You reach the point in the mastery of any art where it is necessary to begin working on the self in order to achieve greater results, because the true artist realizes that the way she treats people, what she eats, how she sleeps and walks all affect her art tremendously. Emerson said that while the lesser artists create to enhance self and are therefore prone to seek inspiration in wine or drugs, the true artists efface themselves in pure spirit and become its instrument; and moved by the Holy Spirit, they then create the masterpieces that still the soul even thousands of years later.

In other words, if you want your tea to be a transformative experience for you and those who join you then you must cultivate yourself spiritually. If your mind is wandering, and you haven't mastery over your thoughts, you will not create a sense of the sacred in the tea you serve others. The more peaceful you are, the more peaceful will be the tea you pour, which will bring Tea and Spirituality you more peace and allow you to share it, and so on in a deepening spiral...

There is a story of a Daoist who was quite old and his career had kept him from progressing very far spiritually, but now that he was retired he had an earnest desire to grow. He came across a painting in the market, which was an antique but still cheap because the ink and colors were faded; it hadn't been well cared for. For the first time, the old man saw a glimpse of the Dao. He knew that whoever painted it was surely illuminated. He bought it and took it home. He then enshrined it and spent hours every day meditating in front of it. The bridge, stream and mountain trail led past a grove of trees to a distant temple. One day, after some months of such meditations, he found his feet upon that bridge. He could feel the wood and hear the water flowing beneath him. He looked back and saw himself meditating in the distance. He smiled, turned and rounded the corner and was never heard from again.

When you brew tea with mastery this doesn't mean you have learned all there is to know about tea; all the information about tea history or lore won't make a tea that transforms people or yourself. Quite the opposite. Such know-it-alls are usually egotistical and spend their tea sessions discussing and debating, writing opinions in notebooks - opinions about the tea or something else altogether. And mastering how to hold a teapot, how to pour, the proper temperature, etc. also won't make tea that heals you or others. To do that, you will have to liberate yourself.

True mastery isn't about control. It is about finding that place in you that connects to the Dao and allowing it to act through you, so that it is preparing the tea. When Stillness itself prepares tea, of course those who drink it will be inclined to become still!
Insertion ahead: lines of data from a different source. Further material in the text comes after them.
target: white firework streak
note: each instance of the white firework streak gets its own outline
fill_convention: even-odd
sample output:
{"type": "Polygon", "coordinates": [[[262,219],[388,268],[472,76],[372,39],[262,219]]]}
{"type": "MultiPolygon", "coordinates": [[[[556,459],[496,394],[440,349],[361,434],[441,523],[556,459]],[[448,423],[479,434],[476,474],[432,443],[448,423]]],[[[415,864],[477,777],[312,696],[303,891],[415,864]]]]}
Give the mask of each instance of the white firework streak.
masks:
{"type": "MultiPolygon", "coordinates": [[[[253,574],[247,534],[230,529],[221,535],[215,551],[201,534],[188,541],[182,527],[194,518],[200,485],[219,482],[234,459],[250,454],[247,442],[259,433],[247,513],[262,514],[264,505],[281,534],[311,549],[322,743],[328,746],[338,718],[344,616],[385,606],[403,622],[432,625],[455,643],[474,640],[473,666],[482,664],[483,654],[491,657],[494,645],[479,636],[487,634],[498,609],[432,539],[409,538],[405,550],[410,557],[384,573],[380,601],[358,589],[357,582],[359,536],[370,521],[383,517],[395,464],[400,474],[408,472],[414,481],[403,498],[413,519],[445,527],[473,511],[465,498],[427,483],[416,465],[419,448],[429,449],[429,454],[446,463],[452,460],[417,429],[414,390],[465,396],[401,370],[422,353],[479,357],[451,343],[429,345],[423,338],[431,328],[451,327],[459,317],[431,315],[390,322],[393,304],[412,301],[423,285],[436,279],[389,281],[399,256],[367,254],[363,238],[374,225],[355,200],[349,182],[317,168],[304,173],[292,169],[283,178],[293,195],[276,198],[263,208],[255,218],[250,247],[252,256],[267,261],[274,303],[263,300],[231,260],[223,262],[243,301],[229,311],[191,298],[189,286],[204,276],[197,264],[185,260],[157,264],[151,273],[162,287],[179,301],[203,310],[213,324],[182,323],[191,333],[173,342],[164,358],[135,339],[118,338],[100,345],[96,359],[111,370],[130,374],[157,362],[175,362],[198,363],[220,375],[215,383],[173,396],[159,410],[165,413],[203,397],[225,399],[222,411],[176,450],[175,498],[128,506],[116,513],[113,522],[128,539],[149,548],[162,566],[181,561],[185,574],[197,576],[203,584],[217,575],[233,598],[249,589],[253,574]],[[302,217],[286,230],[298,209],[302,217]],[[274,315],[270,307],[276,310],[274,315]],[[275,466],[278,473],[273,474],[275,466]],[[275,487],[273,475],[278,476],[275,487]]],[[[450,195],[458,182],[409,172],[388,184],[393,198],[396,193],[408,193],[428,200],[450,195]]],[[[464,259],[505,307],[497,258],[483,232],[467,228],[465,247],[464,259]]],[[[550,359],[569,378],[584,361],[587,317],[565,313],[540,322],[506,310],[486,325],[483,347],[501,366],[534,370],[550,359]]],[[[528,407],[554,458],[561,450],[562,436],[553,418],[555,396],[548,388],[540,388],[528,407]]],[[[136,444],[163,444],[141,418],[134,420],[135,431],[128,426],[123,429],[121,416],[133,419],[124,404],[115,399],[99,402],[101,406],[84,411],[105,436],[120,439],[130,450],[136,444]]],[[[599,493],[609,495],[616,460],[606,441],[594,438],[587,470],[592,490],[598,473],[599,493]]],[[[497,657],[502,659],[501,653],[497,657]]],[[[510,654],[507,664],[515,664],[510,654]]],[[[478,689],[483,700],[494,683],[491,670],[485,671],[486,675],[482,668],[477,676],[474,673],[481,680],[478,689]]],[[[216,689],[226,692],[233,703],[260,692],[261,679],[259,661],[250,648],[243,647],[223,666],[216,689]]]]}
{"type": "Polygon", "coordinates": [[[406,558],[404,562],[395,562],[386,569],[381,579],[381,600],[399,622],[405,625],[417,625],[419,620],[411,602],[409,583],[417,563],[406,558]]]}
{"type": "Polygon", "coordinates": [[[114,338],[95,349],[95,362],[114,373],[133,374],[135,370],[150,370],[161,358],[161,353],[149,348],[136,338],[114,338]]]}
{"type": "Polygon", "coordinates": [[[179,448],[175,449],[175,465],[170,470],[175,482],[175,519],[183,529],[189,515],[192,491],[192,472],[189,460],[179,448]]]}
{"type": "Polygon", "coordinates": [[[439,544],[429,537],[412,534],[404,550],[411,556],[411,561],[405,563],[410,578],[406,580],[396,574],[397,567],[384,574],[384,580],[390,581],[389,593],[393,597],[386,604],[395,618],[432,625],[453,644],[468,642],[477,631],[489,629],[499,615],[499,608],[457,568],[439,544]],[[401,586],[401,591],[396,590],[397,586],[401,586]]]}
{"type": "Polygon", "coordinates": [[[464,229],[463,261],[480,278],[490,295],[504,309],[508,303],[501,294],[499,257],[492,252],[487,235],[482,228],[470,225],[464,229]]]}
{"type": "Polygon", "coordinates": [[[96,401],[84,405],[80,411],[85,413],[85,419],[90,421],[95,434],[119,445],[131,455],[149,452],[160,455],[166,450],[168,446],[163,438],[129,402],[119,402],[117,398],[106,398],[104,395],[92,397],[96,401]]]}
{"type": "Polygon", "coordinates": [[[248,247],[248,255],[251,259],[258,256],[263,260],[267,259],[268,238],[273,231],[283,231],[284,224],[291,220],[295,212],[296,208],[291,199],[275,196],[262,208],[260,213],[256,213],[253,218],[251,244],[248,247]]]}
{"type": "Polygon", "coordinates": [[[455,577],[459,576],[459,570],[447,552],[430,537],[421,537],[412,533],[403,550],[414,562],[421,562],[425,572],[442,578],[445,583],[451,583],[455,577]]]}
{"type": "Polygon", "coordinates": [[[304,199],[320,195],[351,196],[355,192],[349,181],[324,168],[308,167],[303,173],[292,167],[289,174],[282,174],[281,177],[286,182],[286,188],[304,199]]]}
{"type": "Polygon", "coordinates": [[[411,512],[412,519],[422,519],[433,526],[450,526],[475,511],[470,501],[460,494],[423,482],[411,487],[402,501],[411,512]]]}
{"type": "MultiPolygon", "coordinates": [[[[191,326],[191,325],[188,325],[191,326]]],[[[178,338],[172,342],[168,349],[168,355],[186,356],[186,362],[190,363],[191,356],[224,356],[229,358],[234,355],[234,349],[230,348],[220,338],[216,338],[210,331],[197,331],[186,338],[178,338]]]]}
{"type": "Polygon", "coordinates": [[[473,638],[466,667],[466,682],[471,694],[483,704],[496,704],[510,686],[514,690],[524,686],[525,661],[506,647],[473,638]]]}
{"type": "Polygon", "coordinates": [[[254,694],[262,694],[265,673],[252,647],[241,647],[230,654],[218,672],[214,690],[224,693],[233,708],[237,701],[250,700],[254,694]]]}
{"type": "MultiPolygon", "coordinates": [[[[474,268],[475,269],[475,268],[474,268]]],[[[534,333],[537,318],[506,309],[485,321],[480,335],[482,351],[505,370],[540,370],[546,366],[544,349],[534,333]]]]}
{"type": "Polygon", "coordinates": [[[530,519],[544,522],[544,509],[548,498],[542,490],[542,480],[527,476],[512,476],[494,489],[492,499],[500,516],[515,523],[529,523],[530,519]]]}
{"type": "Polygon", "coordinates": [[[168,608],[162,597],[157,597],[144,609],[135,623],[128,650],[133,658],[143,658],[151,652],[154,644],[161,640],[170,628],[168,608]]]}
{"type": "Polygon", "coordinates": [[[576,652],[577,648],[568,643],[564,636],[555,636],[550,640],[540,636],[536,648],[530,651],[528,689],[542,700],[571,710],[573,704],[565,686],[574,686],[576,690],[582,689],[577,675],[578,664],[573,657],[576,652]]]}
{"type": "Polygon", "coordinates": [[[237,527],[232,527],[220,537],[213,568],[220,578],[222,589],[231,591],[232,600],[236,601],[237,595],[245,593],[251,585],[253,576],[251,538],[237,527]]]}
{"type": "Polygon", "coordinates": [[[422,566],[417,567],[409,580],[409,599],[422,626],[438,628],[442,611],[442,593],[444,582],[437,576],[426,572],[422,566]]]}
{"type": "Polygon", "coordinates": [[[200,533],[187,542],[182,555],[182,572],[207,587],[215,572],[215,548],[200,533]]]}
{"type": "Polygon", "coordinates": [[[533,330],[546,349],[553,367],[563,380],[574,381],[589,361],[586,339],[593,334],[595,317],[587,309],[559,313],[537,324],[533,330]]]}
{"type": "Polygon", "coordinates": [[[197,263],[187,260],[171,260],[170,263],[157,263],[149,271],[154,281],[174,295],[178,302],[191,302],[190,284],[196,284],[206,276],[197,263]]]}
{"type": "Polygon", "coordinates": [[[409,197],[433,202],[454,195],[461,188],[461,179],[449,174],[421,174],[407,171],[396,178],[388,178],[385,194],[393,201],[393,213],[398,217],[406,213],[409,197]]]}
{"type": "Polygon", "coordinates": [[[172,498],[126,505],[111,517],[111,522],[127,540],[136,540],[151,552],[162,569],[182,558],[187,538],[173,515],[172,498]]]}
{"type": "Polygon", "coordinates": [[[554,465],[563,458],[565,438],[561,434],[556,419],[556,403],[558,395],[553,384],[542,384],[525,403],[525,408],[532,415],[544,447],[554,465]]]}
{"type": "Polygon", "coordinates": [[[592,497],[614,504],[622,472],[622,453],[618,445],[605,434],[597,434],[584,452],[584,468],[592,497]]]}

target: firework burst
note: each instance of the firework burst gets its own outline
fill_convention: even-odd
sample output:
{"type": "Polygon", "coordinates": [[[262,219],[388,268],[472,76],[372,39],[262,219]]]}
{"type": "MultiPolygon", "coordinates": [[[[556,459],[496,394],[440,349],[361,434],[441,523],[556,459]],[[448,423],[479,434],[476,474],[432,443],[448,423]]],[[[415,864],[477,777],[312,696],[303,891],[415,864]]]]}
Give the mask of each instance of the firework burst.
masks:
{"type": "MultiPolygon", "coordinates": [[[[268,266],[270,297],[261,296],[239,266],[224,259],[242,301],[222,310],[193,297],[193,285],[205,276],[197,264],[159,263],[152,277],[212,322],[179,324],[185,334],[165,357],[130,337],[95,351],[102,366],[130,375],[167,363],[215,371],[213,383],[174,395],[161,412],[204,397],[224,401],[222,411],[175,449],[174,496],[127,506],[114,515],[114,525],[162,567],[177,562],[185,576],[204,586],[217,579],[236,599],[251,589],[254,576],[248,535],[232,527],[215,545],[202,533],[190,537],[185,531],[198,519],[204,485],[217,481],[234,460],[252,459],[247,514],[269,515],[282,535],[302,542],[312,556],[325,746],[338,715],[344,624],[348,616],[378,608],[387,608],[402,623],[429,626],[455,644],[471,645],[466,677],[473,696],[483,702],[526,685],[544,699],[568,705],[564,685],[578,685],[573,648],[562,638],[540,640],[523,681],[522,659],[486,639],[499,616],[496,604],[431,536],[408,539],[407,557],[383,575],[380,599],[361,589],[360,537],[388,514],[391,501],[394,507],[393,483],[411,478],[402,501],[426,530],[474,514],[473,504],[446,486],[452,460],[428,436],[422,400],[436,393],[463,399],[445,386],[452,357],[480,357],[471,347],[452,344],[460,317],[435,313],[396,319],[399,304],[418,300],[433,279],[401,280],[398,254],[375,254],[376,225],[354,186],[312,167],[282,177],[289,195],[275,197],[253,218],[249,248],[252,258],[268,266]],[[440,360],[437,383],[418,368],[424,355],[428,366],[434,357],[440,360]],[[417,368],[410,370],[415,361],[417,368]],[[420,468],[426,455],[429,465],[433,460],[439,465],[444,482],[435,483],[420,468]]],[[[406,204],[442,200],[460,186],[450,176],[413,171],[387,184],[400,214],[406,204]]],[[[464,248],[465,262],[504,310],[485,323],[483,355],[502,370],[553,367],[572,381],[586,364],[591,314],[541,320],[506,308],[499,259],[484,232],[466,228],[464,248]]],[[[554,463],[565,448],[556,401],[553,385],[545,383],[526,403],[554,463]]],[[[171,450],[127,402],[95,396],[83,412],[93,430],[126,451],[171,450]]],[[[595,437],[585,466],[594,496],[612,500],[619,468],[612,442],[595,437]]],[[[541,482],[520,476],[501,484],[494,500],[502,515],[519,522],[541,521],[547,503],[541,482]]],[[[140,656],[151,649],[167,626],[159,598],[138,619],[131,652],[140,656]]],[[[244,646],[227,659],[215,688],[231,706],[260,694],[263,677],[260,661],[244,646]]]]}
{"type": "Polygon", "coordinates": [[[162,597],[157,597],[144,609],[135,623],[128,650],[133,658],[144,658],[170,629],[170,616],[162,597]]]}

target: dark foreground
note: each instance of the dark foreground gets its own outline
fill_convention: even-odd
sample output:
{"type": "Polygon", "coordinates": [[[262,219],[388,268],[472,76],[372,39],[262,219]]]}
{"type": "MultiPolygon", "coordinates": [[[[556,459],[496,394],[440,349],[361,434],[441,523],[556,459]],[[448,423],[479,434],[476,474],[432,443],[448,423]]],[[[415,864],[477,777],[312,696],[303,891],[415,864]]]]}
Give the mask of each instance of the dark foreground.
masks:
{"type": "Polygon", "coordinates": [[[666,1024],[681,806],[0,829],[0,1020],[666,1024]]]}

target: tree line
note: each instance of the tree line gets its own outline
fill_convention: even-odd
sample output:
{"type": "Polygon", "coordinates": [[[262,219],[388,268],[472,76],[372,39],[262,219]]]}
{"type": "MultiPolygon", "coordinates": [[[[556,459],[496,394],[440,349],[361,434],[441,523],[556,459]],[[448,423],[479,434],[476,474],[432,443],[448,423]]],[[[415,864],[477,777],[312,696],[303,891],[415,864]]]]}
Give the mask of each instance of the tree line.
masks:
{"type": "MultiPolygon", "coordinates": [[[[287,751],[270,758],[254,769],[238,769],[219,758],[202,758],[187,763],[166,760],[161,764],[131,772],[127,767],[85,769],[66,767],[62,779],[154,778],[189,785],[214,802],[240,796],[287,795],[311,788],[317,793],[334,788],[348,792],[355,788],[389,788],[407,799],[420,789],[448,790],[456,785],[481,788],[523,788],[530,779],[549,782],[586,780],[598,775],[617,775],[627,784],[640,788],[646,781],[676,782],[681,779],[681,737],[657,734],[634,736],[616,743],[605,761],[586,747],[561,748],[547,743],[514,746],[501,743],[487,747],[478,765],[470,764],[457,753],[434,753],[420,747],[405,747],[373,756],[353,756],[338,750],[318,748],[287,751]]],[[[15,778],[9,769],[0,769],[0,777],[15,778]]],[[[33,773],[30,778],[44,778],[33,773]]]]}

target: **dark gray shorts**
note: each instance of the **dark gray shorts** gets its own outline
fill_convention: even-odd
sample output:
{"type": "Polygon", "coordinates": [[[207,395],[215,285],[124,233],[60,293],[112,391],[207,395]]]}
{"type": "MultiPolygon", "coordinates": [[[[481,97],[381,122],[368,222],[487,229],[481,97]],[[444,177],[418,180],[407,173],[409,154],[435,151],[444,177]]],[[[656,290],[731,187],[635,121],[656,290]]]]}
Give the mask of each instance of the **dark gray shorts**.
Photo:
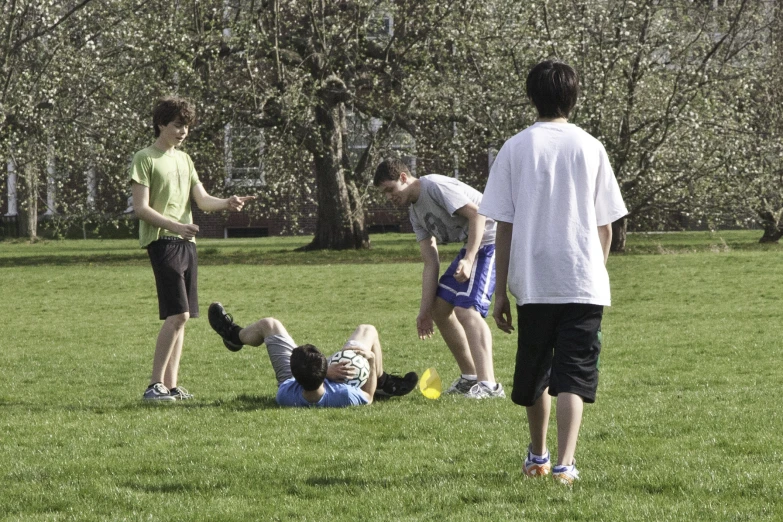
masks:
{"type": "Polygon", "coordinates": [[[198,256],[196,244],[184,239],[159,239],[147,246],[161,319],[190,313],[198,317],[198,256]]]}

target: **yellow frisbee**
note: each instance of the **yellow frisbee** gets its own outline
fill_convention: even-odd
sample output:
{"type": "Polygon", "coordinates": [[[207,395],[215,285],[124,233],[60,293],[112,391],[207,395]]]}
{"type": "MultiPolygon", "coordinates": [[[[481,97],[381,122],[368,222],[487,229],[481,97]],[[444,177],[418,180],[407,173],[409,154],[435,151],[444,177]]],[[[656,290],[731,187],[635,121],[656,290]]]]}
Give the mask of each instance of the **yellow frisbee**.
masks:
{"type": "Polygon", "coordinates": [[[435,368],[427,368],[419,379],[419,390],[428,399],[437,399],[443,390],[443,383],[435,368]]]}

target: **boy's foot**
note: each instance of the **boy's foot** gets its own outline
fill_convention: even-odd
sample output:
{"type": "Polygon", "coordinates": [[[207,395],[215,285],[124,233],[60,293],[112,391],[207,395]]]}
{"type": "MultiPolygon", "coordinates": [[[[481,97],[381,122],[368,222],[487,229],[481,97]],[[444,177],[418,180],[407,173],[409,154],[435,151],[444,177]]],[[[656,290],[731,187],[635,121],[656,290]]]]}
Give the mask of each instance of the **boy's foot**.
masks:
{"type": "Polygon", "coordinates": [[[147,390],[144,392],[145,401],[175,401],[176,399],[171,396],[169,389],[163,386],[162,382],[156,382],[150,384],[147,390]]]}
{"type": "Polygon", "coordinates": [[[576,461],[570,466],[555,466],[552,468],[552,478],[566,486],[573,486],[574,482],[579,480],[579,470],[576,469],[576,461]]]}
{"type": "Polygon", "coordinates": [[[505,396],[506,392],[503,391],[502,384],[497,383],[493,390],[483,382],[474,384],[468,393],[465,394],[465,397],[468,397],[469,399],[502,399],[505,396]]]}
{"type": "Polygon", "coordinates": [[[402,397],[416,389],[418,383],[419,376],[416,372],[408,372],[405,374],[405,377],[387,373],[386,382],[383,383],[383,387],[375,390],[375,395],[379,397],[402,397]]]}
{"type": "Polygon", "coordinates": [[[188,392],[188,390],[186,390],[182,386],[176,386],[174,388],[170,388],[169,395],[171,395],[172,397],[180,401],[186,401],[188,399],[193,398],[193,394],[188,392]]]}
{"type": "Polygon", "coordinates": [[[549,461],[549,451],[547,451],[542,457],[535,457],[530,451],[530,446],[527,447],[527,457],[525,457],[525,465],[522,468],[525,475],[528,477],[543,477],[549,475],[552,472],[552,463],[549,461]]]}
{"type": "Polygon", "coordinates": [[[466,395],[472,387],[474,387],[476,384],[478,384],[478,381],[475,379],[466,379],[462,376],[460,376],[459,379],[451,383],[451,386],[448,387],[448,389],[443,392],[446,394],[450,393],[460,393],[462,395],[466,395]]]}
{"type": "Polygon", "coordinates": [[[231,336],[234,330],[237,328],[241,329],[241,327],[234,322],[234,318],[231,317],[231,314],[226,312],[223,305],[220,303],[212,303],[209,305],[208,315],[209,325],[223,338],[223,344],[226,345],[226,348],[232,352],[241,350],[244,345],[234,342],[231,336]]]}

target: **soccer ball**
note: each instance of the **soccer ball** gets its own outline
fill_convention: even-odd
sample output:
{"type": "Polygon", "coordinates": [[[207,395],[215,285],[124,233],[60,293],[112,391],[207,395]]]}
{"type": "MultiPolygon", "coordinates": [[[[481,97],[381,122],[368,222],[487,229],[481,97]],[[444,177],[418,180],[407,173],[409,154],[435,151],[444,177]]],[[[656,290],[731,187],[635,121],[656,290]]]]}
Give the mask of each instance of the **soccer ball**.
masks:
{"type": "Polygon", "coordinates": [[[370,377],[370,361],[368,361],[363,355],[360,355],[353,350],[340,350],[334,355],[329,357],[329,365],[339,364],[344,361],[348,361],[351,366],[358,370],[356,377],[348,379],[345,384],[350,386],[356,386],[361,388],[367,382],[367,378],[370,377]]]}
It is the noise of the world and our conditioning in it that has separated us from our goodness. If we do not do wrong, we do the right thing. Without evil in our heart, goodness shines through; and if we're not selfish, selflessness is abundant. All of the saints of all the traditions have verified the inherent goodness of man, and that the return to our inner child, our true nature, is a softening and returning to the Dao. Following tea is finding the Dao in our heart and allowing it to run things, for it is connected to the universal intelligence that has organized the cosmos in perfect alignment and dance.

If tea is to be an art that uplifts those who practice it, and those who participate in it - the guests/observers - it is therefore important for the artist to be all that she hopes to convey. This is a life of tea. And in such a life, the Chajin realizes that in all that she does, from her awakening mind to the last before sleep, in every step, in every breathe, in the way she eats and treats people, in her meditation and all that is between meditation sessions - she is brewing tea!